Mélanie dragged her hands away from her
face. “I know. Trust me, Aunt Frances, we’re doing our best.”
She was spared further speech by the sound of a horse’s hooves. They snatched up their pelisses and went back into the yard. Hopkins, Charles, Edgar, and Giles emerged from one of the buildings. The mist had lifted a bit, though the sky was still low and gray. Fred rode into the yard on a magnificent dapple gray, prancing and tossing its head after the gallop.
“He did well, Mr. Hopkins.” Fred swung out of the saddle. “More biddable than he was, though still plenty of spirit.”
Hopkins walked forward. “Good, good. Come into the kitchen for a bit, Fred. Fan—Lady Frances’s friends want a word about—”
An ecstasy of barking interrupted his words.
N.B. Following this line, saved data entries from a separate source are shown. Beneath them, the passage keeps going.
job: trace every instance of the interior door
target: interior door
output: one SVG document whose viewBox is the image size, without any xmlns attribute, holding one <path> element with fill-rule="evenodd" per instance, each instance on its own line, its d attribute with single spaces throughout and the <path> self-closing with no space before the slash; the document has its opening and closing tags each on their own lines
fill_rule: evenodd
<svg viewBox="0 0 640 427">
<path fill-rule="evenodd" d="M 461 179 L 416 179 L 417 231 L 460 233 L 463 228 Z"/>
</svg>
A blur of black and white hurtled round the side of one of the buildings. The dapple gray let out a whinny of pure, shrieking terror, jerked out of Fred’s hold, and tore forward.
Mud sprayed in the air. Mélanie had an image of flailing gray legs and slashing hooves. The horse’s terrified shrieks and the barking of the dog pierced the air. Edgar and Charles both reached for her. They got tangled up, and Charles slipped to the ground. Edgar pulled her out of harm’s way. She saw the hooves flash over Charles. She screamed.
Giles flung himself over Charles. The thud of hoof striking skull and bone echoed through the yard.
Chapter 26
T he shrieks stopped, leaving an eerie silence. Mélanie pushed herself up against the straw-covered stone. She was lying against a barrel, with Edgar’s arm over her face and the folds of her pelisse tangled up with his booted legs. Hopkins and Fred were both holding Lightning’s bridle, murmuring to the horse. The horse’s sides heaved and breath puffed from his nostrils, but he was standing still. Lady Frances had a squirming Jasper in her arms. A thin boy younger than Giles and a girl in a white apron had run up as well. Everyone was staring at the middle of the yard where Charles was bending over Giles, who was sprawled on the ground, legs and arms splayed.